Steve Grunwell

Open-source contributor, speaker, and electronics tinkerer

T-Pro Solutions

From a development perspective, T-Pro Solutions is a pretty typical marketing site: hero carousel, big banner images on each page, and some calls-to-action. There’s nothing wrong with a site like this, but they’re not always the most exciting to build. T-Pro’s site, however, has a little bit of magic under the hood that’s worth sharing.

During the project kick-off, it was revealed that T-Pro Solutions wanted to present a lead-capture form before users could watch their marketing videos. While I object to any sort of “give us your information before you can make any decisions about our product and/or service”-type of interruption, T-Pro’s hook was at least a challenge: besides capturing the viewers’ information, members of competitors’ teams should be denied access to the videos.

To pull this off, I registered a custom post type of “Private Videos”, which collected an oEmbed-enabled URL (in this case, all the client videos were on a domain-restricted Vimeo account), a title, and a post thumbnail (which would serve as the poster frame). Videos were embedded using the [private-video] shortcode, which accepted a post ID, resulting in the poster frame being embedded with a faux “Play” button overlay, linked to an action on wp-admin/admin-ajax.php (the main interface for Ajax actions in WordPress).

Upon hitting admin-ajax.php (either via Ajax or directly, if JavaScript is disabled) we check for cookies and, if the user hasn’t yet submitted the lead capture form, they are shown (or redirected to) the appropriate Gravity Form. Upon completion of the lead capture form, the user is then shown the requested media (replaced inline when JavaScript is available).

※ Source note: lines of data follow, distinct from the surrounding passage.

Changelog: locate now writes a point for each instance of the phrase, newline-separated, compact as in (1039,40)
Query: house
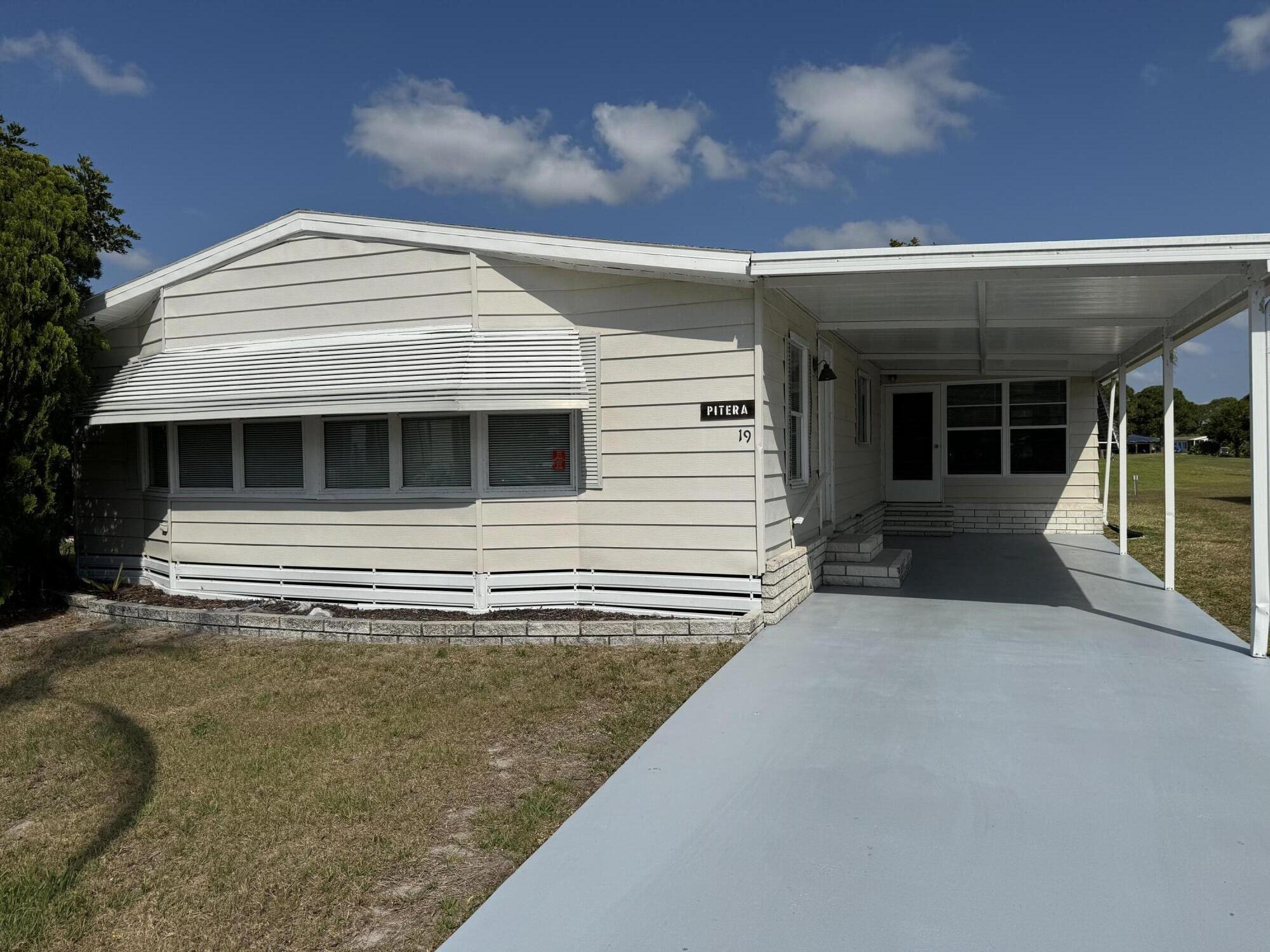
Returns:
(1189,444)
(384,412)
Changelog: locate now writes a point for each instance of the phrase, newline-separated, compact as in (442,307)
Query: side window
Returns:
(205,455)
(530,451)
(274,455)
(356,454)
(864,409)
(797,417)
(436,453)
(157,456)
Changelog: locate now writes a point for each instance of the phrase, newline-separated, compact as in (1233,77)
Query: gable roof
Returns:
(675,262)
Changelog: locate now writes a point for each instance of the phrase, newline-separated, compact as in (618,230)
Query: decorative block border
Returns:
(482,630)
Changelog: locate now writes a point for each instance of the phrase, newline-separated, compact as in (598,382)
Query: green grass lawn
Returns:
(163,791)
(1215,529)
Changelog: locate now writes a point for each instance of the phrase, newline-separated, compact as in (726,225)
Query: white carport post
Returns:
(1107,469)
(1259,437)
(1166,356)
(1123,440)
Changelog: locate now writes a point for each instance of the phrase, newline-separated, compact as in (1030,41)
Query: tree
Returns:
(1226,425)
(55,220)
(1147,413)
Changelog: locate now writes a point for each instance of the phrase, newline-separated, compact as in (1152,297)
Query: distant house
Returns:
(1188,445)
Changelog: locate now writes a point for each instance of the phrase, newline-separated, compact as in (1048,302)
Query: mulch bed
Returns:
(150,596)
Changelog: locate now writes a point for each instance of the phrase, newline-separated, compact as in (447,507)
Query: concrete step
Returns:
(853,548)
(928,530)
(887,571)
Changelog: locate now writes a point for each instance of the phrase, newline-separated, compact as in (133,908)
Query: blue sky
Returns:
(745,126)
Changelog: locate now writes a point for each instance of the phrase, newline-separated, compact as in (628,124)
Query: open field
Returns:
(163,791)
(1215,529)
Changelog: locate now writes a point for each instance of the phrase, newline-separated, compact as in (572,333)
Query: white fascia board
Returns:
(674,262)
(1043,255)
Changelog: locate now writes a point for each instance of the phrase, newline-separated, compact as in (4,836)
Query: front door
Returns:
(912,450)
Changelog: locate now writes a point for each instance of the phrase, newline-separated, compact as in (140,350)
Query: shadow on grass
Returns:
(34,899)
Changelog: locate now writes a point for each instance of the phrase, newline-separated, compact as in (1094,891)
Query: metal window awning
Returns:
(453,370)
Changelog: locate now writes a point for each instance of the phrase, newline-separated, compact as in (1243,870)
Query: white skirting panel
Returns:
(474,592)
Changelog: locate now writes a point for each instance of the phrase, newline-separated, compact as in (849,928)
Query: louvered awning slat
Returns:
(451,370)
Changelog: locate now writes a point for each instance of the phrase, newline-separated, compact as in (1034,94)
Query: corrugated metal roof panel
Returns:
(438,370)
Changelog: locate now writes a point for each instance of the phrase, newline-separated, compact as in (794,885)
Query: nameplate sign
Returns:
(730,411)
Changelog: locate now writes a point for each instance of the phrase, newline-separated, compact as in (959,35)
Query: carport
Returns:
(1097,309)
(1031,746)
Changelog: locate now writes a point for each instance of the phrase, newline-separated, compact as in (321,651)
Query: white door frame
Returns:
(825,394)
(914,491)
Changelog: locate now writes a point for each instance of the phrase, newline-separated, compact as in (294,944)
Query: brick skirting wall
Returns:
(1028,517)
(479,631)
(792,576)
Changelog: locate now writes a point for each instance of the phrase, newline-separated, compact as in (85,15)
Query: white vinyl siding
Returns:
(205,455)
(676,496)
(314,286)
(530,451)
(274,455)
(157,456)
(356,454)
(436,453)
(797,453)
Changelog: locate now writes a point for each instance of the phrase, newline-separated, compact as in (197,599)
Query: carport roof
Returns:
(1069,308)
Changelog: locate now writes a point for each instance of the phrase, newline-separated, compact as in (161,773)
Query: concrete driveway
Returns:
(1029,747)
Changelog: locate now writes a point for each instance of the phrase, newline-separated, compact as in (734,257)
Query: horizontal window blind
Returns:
(358,454)
(438,451)
(205,453)
(274,455)
(530,450)
(591,444)
(157,456)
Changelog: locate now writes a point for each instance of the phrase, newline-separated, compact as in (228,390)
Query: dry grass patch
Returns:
(1215,529)
(163,791)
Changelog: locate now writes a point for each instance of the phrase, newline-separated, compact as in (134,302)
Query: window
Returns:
(157,456)
(274,455)
(205,455)
(975,430)
(797,421)
(864,409)
(530,451)
(438,453)
(1038,427)
(356,454)
(1018,428)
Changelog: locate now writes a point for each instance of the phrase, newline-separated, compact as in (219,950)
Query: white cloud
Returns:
(1194,348)
(719,161)
(904,106)
(869,234)
(785,173)
(430,138)
(1146,376)
(135,261)
(64,54)
(1248,43)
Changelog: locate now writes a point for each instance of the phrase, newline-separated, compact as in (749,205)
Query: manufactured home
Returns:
(385,413)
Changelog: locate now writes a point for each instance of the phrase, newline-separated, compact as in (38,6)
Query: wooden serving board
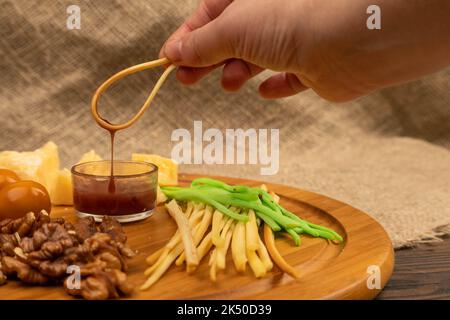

When the cookie is found or the form submitted, the user’s email address is checked against the blacklist of addresses and domains. If the email address fails the blacklist check, alternative content (we recommended a generic “this content is unavailable”-type of message, though it could just as easily be “get lost!” if T-Pro was feeling saucy).

It’s not a bullet-proof system (all a competitor would need to do is use a personal email address and the blacklist would be subverted), but it met the client’s need to protect some of their content from competitors. Overall, we’ve received very positive feedback from T-Pro Solutions on the project, which is leaps and bounds beyond their previous site.

Beyond the private videos, T-Pro Solutions is a responsive, totally custom WordPress theme with styles written in Compass and assets compiled via Grunt. Most of the theme assets are SVGs for maximum flexibility across screen sizes and resolutions. Advanced Custom Fields powers the carousels, per-page sidebars, and a few other dynamic content areas.